5. Support distributors. In uncertain times, no one wants to tie up working capital in excess inventories. Early-buy allowances, extended financing and generous return policies motivate distributors to stock your full product line. This is particularly true with unproven new products. Be careful about expanding distribution to lower-priced channels; doing so can jeopardize existing relationships and your brand image. However, now may be the time to drop your weaker distributors and upgrade your sales force by recruiting those sacked by other companies.
6. Stress market share. In all but a few technology categories where growth prospects are strong, companies are in a battle for market share and, in some cases, survival. Knowing your cost structure can ensure that any cuts or consolidation initiatives will save the most money with minimum customer impact. Companies such as Wal-Mart and Southwest Airlines, with strong positions and the most productive cost structures in their industries, can expect to gain market share.
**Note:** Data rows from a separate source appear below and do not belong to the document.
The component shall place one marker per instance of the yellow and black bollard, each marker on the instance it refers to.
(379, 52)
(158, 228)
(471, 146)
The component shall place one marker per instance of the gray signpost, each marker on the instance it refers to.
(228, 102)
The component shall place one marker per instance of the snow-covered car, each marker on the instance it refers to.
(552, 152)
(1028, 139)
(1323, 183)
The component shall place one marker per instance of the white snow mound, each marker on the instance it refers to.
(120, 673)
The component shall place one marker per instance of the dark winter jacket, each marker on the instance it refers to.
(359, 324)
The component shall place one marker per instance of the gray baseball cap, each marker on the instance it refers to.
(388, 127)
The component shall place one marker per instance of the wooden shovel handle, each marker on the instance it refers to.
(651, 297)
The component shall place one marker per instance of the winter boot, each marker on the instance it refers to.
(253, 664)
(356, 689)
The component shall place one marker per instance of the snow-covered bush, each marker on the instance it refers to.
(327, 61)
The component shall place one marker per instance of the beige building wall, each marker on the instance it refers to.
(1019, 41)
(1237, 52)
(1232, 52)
Other companies with healthy balance sheets can do so by acquiring weak competitors.
7. Emphasize core values. Although most companies are making employees redundant, chief executives can cement the loyalty of those who remain by assuring employees that the company has survived difficult times before, maintaining quality rather than cutting corners, and servicing existing customers rather than trying to be all things to all people. CEOs must spend more time with customers and employees. Economic recession can elevate the importance of the finance director's balance sheet over the marketing manager's income statement. Managing working capital can easily dominate managing customer relationships. CEOs must counter this. Successful companies do not abandon their marketing strategies in a recession; they adapt them.
Strategies in nutshell
The critical success factor for any organization would be innovation.
Consumers start behaving rationally. They take more time to purchase any product or service. They spend more time on searching for the right product. They also postpone their purchases. They are required to be convinced that they are getting the best bargain.
The consumer values changes as the economic environment changes. He becomes conservative in his approach and looks out for products and services having value for money.
The organizations will have to come up with innovative pricing i.e. only cost cutting would not help, they will have to opt for maintaining the existing price but offering discounts to customers.
Adjusting the portfolio mix- Rather than focusing on luxurious and premium products, they should focus on products and services that are necessity i.e. price elasticity of demand for those goods and services is inelastic.
The advertising must reflect the changed values of the customers. As consumers look out for security and safety, organizations will have to communicate those values to attract them.
Organization should also look out for blue-oceans. They can look out for people at the bottom of pyramid.
Conclusion-
Consumer is the king. They behave differently in different times. Their values change with the change in phases of business cycle. The key for any organization would be to stepping into the minds of the customers not just putting themselves into the shoes of the customers. Hard times are meant for excellence. This is the time when only the fittest can survive. So only organizations with innovations would be able to weather the tough times. Coming up with innovative ways will help organizations to retain and enhance market share and their valued customers. Organizations will have to address the needs of the customers to attract them for purchasing goods and services.